May’s dead cat stinks – it should be cremated

Janet Downs's picture
 0

I’m not talking about Larry, the Downing Street cat.  He has not died.  I’m referring to the dead cat thrown out from Number Ten shortly after Theresa May became Prime Minister.

The ‘dead cat’ is a ploy devised by Sir Lynton Crosby, described as an ‘election-winning guru’ by The Sun.   When things get heated, you divert attention from whatever is giving you flak by doing the media equivalent of lobbing a dead cat on the dining table.  The expired moggy will then become the focus of attention.

The proposal to set up more grammar schools is a dead cat.  And it’s beginning to stink.

You would have thought that a newly-appointed PM coming to power shortly after the Referendum would have more on her mind than the 11+.  But much of the media salivate over selection and it’s the stuff of dreams for many Tory MPs and supporters of UKIP.  What better way to distract attention from Brexit than by proposing new grammar schools.

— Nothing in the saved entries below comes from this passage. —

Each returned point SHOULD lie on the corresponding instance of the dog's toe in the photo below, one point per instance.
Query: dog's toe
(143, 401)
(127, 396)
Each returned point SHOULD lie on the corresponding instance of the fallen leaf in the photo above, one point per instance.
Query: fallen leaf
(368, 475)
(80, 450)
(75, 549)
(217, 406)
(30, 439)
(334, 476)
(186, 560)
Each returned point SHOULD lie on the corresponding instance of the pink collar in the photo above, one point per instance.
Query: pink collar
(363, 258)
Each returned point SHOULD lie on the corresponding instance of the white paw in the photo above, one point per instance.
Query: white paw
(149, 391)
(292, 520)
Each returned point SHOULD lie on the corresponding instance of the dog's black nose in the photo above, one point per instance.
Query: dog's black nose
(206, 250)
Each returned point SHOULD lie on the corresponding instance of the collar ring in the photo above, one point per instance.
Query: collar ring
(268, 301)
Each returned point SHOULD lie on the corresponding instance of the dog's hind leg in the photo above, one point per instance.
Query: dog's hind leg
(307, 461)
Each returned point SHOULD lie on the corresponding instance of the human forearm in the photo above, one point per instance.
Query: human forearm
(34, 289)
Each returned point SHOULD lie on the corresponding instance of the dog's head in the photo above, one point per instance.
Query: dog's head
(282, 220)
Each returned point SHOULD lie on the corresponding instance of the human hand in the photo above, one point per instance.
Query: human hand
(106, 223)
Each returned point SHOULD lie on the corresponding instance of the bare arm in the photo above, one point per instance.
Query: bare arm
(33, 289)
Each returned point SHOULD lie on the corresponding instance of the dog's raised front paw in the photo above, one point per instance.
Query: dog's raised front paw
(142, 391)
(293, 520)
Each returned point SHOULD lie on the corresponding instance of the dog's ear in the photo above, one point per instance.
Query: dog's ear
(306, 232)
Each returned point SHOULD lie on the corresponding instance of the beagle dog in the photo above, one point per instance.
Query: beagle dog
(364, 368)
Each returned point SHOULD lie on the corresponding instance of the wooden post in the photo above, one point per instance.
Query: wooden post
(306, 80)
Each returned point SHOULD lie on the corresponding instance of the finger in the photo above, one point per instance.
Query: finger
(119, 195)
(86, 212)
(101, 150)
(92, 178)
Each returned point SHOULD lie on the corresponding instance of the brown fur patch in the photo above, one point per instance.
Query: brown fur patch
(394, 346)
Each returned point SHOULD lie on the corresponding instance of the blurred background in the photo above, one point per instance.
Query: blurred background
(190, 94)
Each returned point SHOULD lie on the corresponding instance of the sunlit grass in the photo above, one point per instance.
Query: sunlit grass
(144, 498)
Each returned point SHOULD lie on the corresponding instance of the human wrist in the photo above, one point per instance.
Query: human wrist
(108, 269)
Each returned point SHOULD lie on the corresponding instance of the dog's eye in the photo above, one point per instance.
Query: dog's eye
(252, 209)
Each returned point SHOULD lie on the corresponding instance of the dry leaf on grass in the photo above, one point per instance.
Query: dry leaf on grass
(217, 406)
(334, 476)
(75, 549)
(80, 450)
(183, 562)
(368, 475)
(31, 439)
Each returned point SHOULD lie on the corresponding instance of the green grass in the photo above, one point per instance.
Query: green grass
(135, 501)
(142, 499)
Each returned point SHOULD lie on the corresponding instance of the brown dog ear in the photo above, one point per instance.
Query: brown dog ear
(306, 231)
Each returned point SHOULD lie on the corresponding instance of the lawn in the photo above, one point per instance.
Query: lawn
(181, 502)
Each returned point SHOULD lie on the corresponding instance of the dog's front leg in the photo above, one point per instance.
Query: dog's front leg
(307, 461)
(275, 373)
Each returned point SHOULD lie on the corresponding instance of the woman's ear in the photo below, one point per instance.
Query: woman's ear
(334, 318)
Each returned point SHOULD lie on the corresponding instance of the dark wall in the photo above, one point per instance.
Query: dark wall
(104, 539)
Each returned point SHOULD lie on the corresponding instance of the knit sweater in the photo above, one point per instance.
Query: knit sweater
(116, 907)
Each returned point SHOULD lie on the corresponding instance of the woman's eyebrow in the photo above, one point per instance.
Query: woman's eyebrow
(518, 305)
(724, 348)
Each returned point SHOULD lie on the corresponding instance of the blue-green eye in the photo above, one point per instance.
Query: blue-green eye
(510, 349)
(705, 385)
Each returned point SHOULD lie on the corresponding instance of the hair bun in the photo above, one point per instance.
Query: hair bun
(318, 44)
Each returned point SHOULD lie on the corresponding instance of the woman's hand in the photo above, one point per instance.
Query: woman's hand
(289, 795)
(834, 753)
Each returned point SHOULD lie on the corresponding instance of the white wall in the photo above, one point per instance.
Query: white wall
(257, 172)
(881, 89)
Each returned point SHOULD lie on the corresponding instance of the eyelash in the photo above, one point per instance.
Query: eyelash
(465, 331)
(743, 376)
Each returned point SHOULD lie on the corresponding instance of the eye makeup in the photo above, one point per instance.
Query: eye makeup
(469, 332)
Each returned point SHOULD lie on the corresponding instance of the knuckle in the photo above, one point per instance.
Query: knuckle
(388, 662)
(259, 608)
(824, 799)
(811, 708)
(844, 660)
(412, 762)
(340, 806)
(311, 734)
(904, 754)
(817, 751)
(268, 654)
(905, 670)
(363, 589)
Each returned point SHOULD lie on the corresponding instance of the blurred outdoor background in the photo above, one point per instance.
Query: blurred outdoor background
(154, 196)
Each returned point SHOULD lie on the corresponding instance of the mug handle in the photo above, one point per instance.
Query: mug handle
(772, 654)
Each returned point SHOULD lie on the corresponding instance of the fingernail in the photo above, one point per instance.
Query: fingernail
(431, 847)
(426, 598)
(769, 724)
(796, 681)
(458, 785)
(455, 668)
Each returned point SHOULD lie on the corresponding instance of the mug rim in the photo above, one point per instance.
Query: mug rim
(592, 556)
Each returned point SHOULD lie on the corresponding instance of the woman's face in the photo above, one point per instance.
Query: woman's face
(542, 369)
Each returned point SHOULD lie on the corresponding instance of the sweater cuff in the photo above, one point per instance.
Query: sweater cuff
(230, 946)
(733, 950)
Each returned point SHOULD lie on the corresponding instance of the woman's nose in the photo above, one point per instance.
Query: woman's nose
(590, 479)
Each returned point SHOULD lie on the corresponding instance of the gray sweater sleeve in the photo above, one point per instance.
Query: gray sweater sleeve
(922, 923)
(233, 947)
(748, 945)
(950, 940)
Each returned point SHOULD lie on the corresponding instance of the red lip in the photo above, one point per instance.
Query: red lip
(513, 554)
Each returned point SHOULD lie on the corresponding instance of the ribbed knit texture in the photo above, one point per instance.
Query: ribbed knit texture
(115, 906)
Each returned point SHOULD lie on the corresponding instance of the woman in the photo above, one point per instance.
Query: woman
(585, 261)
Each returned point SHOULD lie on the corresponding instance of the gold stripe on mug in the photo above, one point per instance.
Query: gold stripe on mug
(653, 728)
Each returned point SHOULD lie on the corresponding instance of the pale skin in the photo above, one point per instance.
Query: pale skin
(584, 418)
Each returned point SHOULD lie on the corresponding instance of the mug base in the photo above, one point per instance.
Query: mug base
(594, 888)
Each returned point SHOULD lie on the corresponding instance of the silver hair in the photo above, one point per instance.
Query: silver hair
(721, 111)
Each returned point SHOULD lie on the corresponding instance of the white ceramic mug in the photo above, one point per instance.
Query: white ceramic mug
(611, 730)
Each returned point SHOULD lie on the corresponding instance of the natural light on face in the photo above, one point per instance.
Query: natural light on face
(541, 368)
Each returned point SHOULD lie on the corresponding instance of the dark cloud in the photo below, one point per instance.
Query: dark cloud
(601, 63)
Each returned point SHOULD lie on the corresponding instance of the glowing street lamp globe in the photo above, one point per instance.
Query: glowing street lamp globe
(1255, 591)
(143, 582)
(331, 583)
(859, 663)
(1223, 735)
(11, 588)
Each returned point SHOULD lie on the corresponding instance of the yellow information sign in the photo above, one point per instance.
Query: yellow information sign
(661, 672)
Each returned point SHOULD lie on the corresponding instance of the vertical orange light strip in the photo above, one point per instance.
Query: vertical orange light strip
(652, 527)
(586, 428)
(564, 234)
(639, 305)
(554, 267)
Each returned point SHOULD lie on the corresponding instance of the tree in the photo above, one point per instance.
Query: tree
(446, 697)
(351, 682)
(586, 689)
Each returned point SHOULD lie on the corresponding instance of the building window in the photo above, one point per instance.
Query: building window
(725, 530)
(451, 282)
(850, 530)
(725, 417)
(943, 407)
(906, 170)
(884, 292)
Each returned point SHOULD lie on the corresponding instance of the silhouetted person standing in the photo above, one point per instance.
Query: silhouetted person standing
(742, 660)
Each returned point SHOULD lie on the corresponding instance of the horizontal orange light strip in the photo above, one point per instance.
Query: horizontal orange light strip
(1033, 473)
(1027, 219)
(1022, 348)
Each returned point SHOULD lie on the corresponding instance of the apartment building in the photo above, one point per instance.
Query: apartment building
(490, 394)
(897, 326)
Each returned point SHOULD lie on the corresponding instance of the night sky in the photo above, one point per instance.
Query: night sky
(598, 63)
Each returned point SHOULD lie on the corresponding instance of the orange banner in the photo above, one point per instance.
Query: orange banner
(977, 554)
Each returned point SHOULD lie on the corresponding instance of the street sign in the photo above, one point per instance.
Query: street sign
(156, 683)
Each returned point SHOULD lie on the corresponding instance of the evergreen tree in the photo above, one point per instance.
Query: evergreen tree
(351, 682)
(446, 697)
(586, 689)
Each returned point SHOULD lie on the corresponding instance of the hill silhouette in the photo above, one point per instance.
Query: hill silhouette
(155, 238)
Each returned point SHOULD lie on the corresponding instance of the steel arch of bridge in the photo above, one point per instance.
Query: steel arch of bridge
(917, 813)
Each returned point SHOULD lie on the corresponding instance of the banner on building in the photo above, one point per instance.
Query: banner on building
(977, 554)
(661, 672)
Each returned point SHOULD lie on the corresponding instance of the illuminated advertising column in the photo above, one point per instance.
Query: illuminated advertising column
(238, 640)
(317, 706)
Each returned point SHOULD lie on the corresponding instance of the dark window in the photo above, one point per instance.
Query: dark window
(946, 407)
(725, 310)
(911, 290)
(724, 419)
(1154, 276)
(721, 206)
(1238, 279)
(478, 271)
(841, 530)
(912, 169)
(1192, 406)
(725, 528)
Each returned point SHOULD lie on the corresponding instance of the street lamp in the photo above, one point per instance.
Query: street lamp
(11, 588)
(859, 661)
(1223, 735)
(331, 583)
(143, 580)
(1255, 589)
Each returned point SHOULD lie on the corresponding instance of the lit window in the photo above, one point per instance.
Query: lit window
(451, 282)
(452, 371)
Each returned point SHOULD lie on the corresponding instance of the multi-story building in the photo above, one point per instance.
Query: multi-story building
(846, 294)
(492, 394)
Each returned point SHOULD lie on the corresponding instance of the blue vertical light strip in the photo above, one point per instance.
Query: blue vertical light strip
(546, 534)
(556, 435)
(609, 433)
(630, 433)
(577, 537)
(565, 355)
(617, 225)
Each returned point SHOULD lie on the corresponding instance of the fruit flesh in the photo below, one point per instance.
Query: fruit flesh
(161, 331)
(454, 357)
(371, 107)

But the dead cat’s been sniffed out: the Education Select Committee has described the grammar school policy as a ‘distraction.  And it doesn’t just divert attention from how to equip all young people with the skills and qualities needed for life after school.  It overshadows looming education problems: inadequate funding; hastily implemented exam reforms, the growing realisation that academization isn’t a magic bullet, teacher recruitment and retention, school place supply…

Worse, the lifeless feline gives the impression that the Prime Minister and her team are fussing over small details when they should be concentrating on far more serious dilemmas.  These don’t just arise from Brexit (although the former Education Secretary and Secretary of State for Justice, Michael Gove, thinks negotiating trade deals is ‘simplicity itself’).  There’s a resurgent right wing across the channel, ghastly wars in Syria and Yemen, a refugee crisis, terrorist attacks, cyber insecurity, an increasingly belligerent Putin, a Korean leader who likes to chuck missiles about and a tweeting chump in the White House.

And what was May’s first major policy announcement?   Grammar schools.  

The White Paper ‘Schools that Work for Everyone’ should be cremated and the ashes scattered.  Nothing less will eradicate the dead cat’s stink.